Badiou writes about the failed revolutions – the series of broken expectations that haunt the left as a repeated and demoralizing trauma.
However, when this state of competition does not convince as the definitive truth of man's basic conditions, it is because societies founded on class and competition have always been forced to deny the fundamental unity of all. With lie create (hold) such a social system distinguishes between "us" and "the others". A genuine recognition of people from groups other than one's own is still a political utopia, Badiou claims.
The eyes of the excluded
But recognizing other people, what does that really mean? In his answer, Badiou explores the term the other and moves from the history of civilization to modern philosophy. Common to thinkers like Victor Hugo, Sartre, Lacan and Hegel is that the other is a fundamental part of ourselves – for understanding who we are. Just as fully, this part of us is foreign – and something we constantly try to control, deny, subjugate and master. The competitive relationship between us and the others, between my group and others' groups makes the others a fragile element – yet an element we cannot do without: "Hell is the other," Sartre's gloomy-satirical formulation reads. At Hegel's the other a subservient slave, whom the Lord both denies and relies on.
The winners of the global competition game have a hidden sense of guilt towards the sea of losers being banned and exploited.
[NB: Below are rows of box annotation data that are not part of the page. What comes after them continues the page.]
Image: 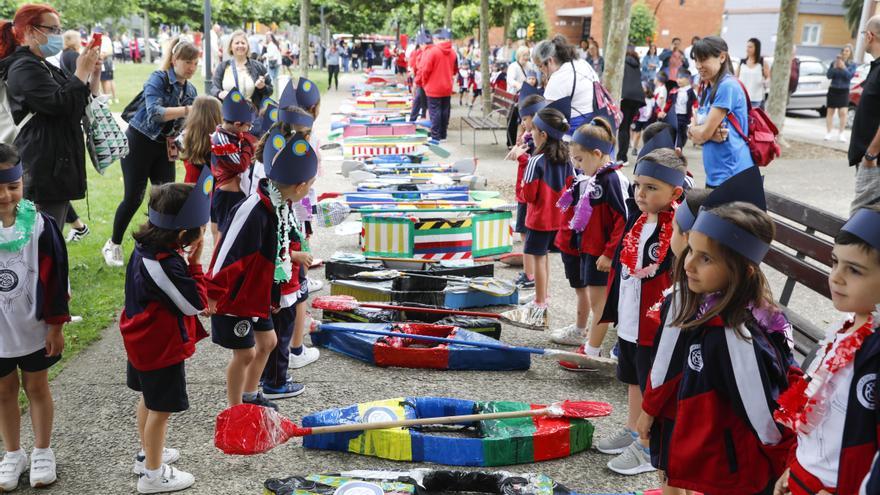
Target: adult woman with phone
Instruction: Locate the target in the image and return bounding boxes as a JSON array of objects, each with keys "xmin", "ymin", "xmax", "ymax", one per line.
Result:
[
  {"xmin": 0, "ymin": 4, "xmax": 101, "ymax": 226},
  {"xmin": 211, "ymin": 30, "xmax": 273, "ymax": 108},
  {"xmin": 101, "ymin": 38, "xmax": 201, "ymax": 266}
]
The refugee and the nomadic unemployed get the mental picture on the other today – and challenges us to take the decisive step toward brotherhood. If this step is to become more than an empty and guilt-ridden gesture, we must dare to speak communism, Badiou claims.
The "Neolithic Stage" remains a primitive power struggle with sophisticated means – a brutal state of war covered by a thin varnish of civilization. As Badiou sees it, a new revolution must take place – the real revolution that can bring us into a real global civilization.
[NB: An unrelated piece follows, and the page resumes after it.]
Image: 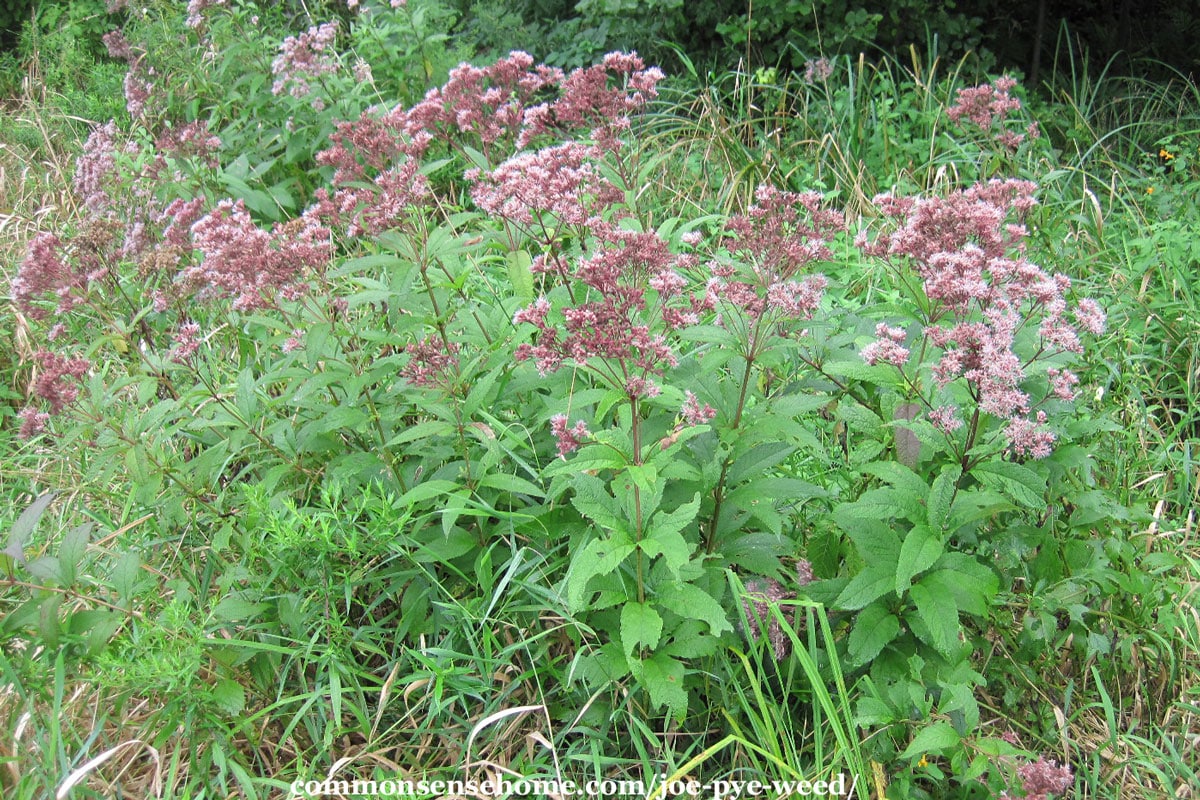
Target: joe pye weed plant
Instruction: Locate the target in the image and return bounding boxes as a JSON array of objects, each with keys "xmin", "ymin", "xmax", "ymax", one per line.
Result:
[{"xmin": 4, "ymin": 0, "xmax": 1190, "ymax": 796}]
The forgetfulness of the revolutionaries
The book's second lecture contains 13 theses on world politics. Some are about war, while most of them analyze failed revolutions, the series of broken expectations that haunt the Left's project as a repeated and demoralizing trauma. Why did it go so well with the Arab Spring, with the Occupy movement, with Syriza in Greece? Much of the error lies in a narrow time horizon, according to Badiou. The movements lack historical understanding and are unable to learn from past mistakes.
Badiou is also old and tough enough to warn against the insurgents' naive expectation that the problems will be cured overnight. Monopoly-based power and the power concentration of capital concentration are lifestyle diseases that have become entrenched in civilization for millennia. To think of world history and communist means for Badiou to work long term, patient and strategic towards a healthier society.
War, revolution – or both?
Badiou was part of the Maoist movement during the 68 uprising, and towards the end of the speech he addresses the young reader or belongs in the role of revolutionary leader: We must start schools that can spread the message of communism, he declares – get mass meetings and slowly counteracting the capitalist state apparatus before the world powers collapse into a new and fatal world war. The fact that Badiou does not mention the environmental problems seems a bit out of date, considering the young audience he is addressing.
At first glance, the philosopher here appears to be a typical old radical left behind in the post-war-filled worldview. That may be true, but maybe it's the complete opposite – that the generations after Badious's own have forgotten how tough politics really are. World War II is nothing more than the manifestation of the principle of competition in which the world community is still founded.